Le festival du film de Berlin ausculte cette année la face sombre de l’Europe de l’Est avec des films jetant une lumière crue sur les anciens pays communistes et leurs mouvements extrémistes et racistes.
“Isolement, refus de partager, rejet des valeurs libérales” et du projet européen, “c’est une vision qui gagne les anciens pays de l’Est”, affirme à l’AFP le réalisateur tchèque Jan Gebert, auteur de “When the war comes” (“Quand la guerre arrive”), documentaire glaçant sur un groupe paramilitaire slovaque, présenté à la Berlinale dans la section Panorama, qui regroupe les productions d’art et essai et les films indépendants.
Pendant trois ans, de 2015 à 2018, ce documentariste et journaliste de 37 ans a filmé la montée en puissance des “recrues slovaques” (“Slovenskí Branci”), l’un des principaux groupuscules d’extrême droite du pays.

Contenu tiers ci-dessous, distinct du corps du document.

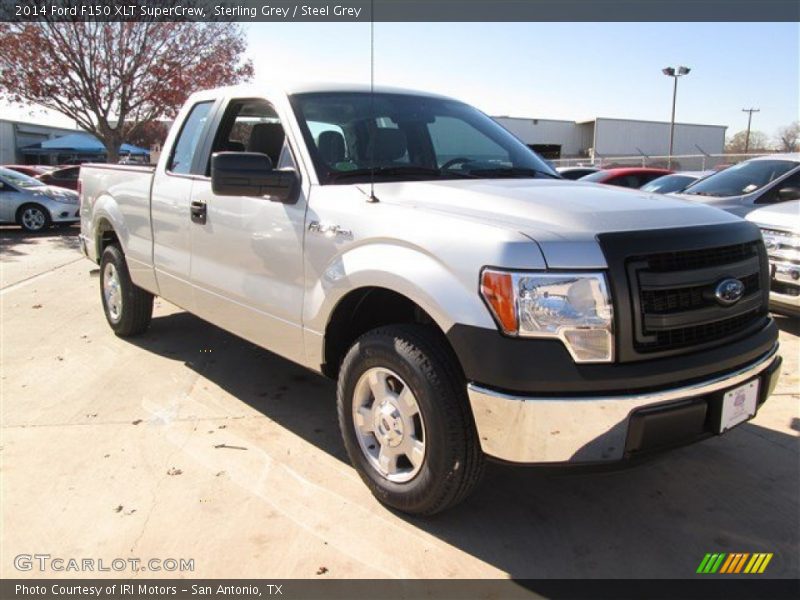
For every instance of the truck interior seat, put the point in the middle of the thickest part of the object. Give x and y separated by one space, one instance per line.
387 146
267 138
331 147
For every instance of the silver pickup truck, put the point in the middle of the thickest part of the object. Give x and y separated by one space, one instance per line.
469 301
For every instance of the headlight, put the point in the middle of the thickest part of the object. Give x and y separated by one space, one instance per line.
782 245
573 307
66 198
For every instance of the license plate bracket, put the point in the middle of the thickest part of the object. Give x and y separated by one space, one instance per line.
738 405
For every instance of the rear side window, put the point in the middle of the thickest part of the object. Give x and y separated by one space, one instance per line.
189 138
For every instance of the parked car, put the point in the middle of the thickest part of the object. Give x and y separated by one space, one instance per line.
576 172
66 177
751 184
32 204
29 170
674 182
780 226
631 177
469 305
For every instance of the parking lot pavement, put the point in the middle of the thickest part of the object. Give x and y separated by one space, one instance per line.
188 442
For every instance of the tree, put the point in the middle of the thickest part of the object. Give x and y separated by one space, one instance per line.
114 79
152 134
788 137
758 143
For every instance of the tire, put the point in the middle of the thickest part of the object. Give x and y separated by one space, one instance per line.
128 308
33 218
398 360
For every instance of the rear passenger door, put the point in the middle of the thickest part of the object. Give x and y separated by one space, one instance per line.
247 257
171 206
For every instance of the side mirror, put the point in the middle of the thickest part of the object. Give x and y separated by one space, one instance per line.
251 174
789 193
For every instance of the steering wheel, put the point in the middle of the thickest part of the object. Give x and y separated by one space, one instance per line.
455 161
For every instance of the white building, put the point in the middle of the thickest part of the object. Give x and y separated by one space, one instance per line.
15 135
605 137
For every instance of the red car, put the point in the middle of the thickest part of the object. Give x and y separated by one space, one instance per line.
66 177
29 170
632 177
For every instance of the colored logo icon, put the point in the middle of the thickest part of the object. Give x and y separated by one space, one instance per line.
734 563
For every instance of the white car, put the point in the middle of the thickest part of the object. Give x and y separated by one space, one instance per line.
34 205
750 184
780 226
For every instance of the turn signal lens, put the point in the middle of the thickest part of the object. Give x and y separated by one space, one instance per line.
497 289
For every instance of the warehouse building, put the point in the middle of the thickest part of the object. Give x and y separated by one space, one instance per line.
604 137
17 135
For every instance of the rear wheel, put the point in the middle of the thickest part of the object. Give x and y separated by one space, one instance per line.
128 308
33 218
406 421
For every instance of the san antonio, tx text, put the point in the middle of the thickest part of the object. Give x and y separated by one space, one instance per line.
145 590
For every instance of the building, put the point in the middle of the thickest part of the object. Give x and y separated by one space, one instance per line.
605 137
35 144
16 135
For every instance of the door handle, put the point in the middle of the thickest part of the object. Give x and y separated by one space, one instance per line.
198 211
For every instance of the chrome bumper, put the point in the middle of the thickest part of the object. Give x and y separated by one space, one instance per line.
578 429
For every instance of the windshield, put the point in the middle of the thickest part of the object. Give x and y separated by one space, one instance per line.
668 184
19 180
354 137
744 178
596 176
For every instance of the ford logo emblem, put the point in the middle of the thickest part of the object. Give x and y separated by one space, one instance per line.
729 291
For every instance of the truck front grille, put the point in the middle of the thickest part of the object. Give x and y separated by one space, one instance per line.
674 295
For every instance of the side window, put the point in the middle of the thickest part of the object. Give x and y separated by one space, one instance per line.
252 125
771 195
189 138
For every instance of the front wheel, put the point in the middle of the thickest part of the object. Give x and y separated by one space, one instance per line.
406 421
128 307
33 218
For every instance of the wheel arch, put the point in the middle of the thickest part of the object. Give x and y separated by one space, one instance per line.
366 308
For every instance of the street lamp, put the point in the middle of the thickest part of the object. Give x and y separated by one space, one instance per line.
674 73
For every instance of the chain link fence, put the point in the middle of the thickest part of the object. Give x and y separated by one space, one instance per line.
683 162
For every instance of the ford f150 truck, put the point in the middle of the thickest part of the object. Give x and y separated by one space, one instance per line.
780 227
469 301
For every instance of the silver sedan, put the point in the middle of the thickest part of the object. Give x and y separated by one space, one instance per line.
34 205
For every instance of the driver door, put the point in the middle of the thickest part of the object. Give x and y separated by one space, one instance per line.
247 257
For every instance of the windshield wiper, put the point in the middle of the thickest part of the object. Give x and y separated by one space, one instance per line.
396 171
689 192
512 172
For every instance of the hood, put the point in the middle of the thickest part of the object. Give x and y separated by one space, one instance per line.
784 216
552 212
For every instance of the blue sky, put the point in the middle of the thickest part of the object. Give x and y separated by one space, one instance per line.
555 70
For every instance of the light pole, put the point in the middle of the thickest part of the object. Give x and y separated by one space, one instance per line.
749 112
674 73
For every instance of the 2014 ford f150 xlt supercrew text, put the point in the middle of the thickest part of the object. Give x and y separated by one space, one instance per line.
469 301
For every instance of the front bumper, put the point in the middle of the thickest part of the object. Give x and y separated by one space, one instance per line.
598 429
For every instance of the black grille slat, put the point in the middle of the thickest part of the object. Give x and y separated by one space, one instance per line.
698 259
699 334
688 298
679 289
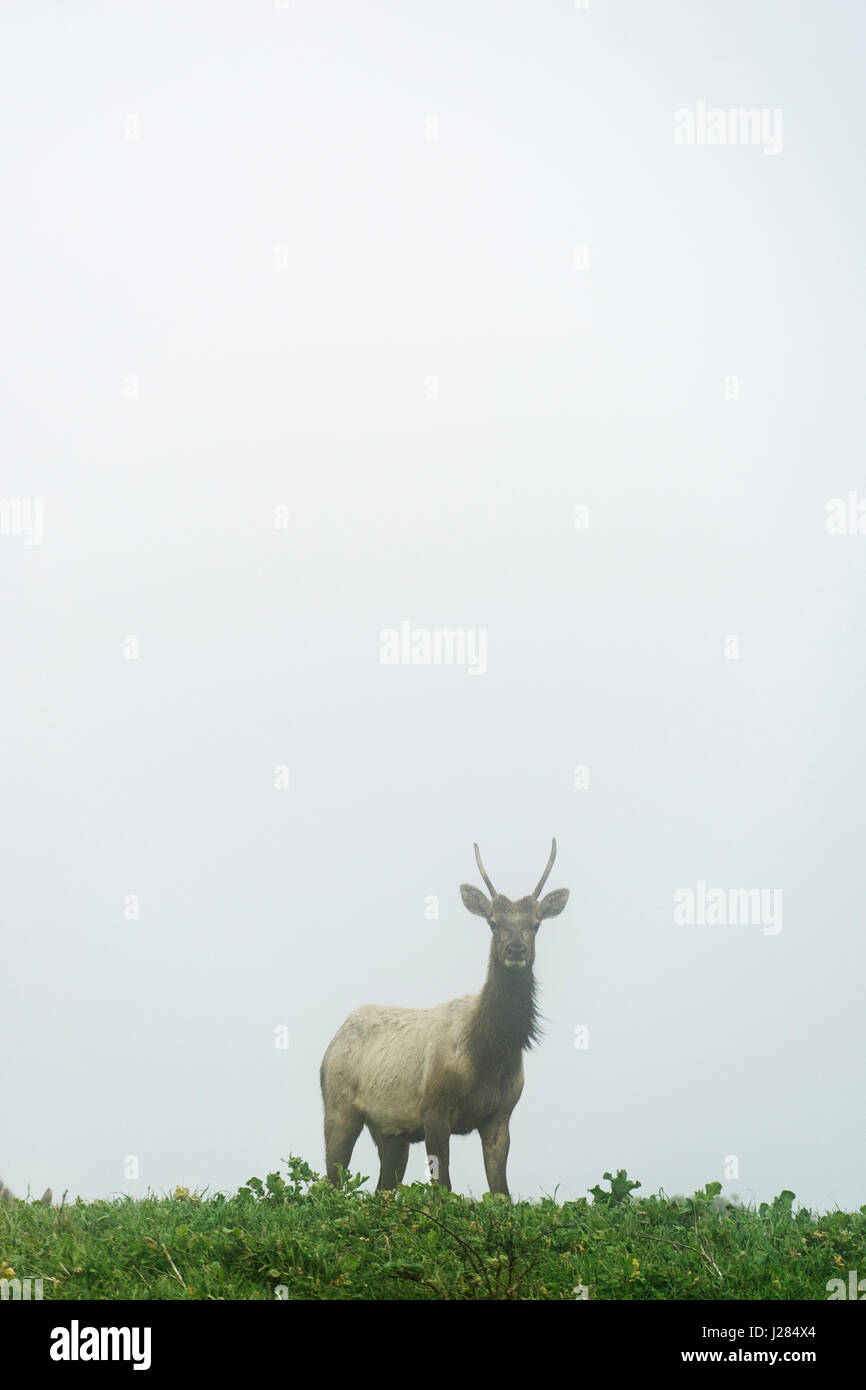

Sorte de milice sans statut légal, elle a été fondée par Peter Švrcek, un étudiant en archéologie propre sur lui d’une vingtaine d’années qui a su fédérer jusqu’à 200 jeunes hommes, souvent issus de la classe moyenne, pour leur faire suivre, dans les bois et en marge de leur vie “civile”, un entraînement militaire, armes désactivées mais bien réelles au poing.
– ‘Sang slave’ –
Leur idéologie? Primat du “sang slave”, ultranationalisme, haine des réfugiés et des étrangers, rejet de l’Europe et de ses valeurs, désir d’un Etat fort sur le modèle de la Russie de Vladimir Poutine. Leur but? Freiner “l’invasion” des migrants, et soigner une “société slovaque malade”.
“On dirait que l’Europe doit à nouveau prendre des leçons de morale”, se lamente Árpád Bogdán, réalisateur hongrois d’origine Rom de 37 ans, qui présente lui son deuxième long métrage de fiction, “Genesis” (“Genèse”), dans la même section.
Le film, très poignant, s’inspire d’une série d’attaques racistes contre des Roms en 2008-2009 en Hongrie durant laquelle six personnes — des hommes, des femmes et un enfant de 5 ans — ont été tuées.
“Genesis” montre comment un drame xénophobe qui parait circonscrit à une minorité radicalisée touche en réalité toutes les couches de la société.
Le film est inspiré de faits survenus en Hongrie mais “ce n’est pas un film hongrois”, insiste Árpád Bogdán. A ses yeux, la violence et le “mal” montrés dans “Genesis” existent ailleurs en Europe, y compris à l’Ouest comme l’Allemagne par exemple où les attaques contre les demandeurs d’asile se sont multipliées après l’arrivée de nombreux demandeurs d’asile.
“Beaucoup de choses inquiétantes se produisent en Europe”, juge le réalisateur hongrois dans un entretien avec l’AFP. A commencer par son pays, dirigé par le nationaliste Viktor Orban depuis 2010. Un pays “pas très agréable”, ajoute dans un sourire amer ce natif de Nagykanizsa.
– ‘Espoir’ –
En Europe, “il y a actuellement une atmosphère de peur”, lui fait écho Jan Gebert, en évoquant la peur des attentats, “les migrations, le Brexit, la crise de l’UE, le conflit ukrainien”.
Les mouvements comme les “recrues slovaques”, qui pullulent en Europe de l’Est, sentent bien que “l’histoire est de leur côté, que la victoire de Donald Trump aux Etats-Unis ou des populistes” en Pologne, Hongrie ou République tchèque “les encouragent”, se désole le trentenaire.
Pour lui, ces groupes sont “la pointe visible de l’iceberg”, celle d’un phénomène qui travaille l’Europe de l’Est en profondeur et la fait “s’éloigner de l’Union européenne”.
Árpád Bogdán résume: “je suis optimiste en tant qu’artiste, pas en tant que Hongrois”. Mais le réalisateur croit malgré tout que les films peuvent “transformer la société parce qu’ils sont supposés enseigner l’espoir, c’est en tout cas le sens de Genesis”.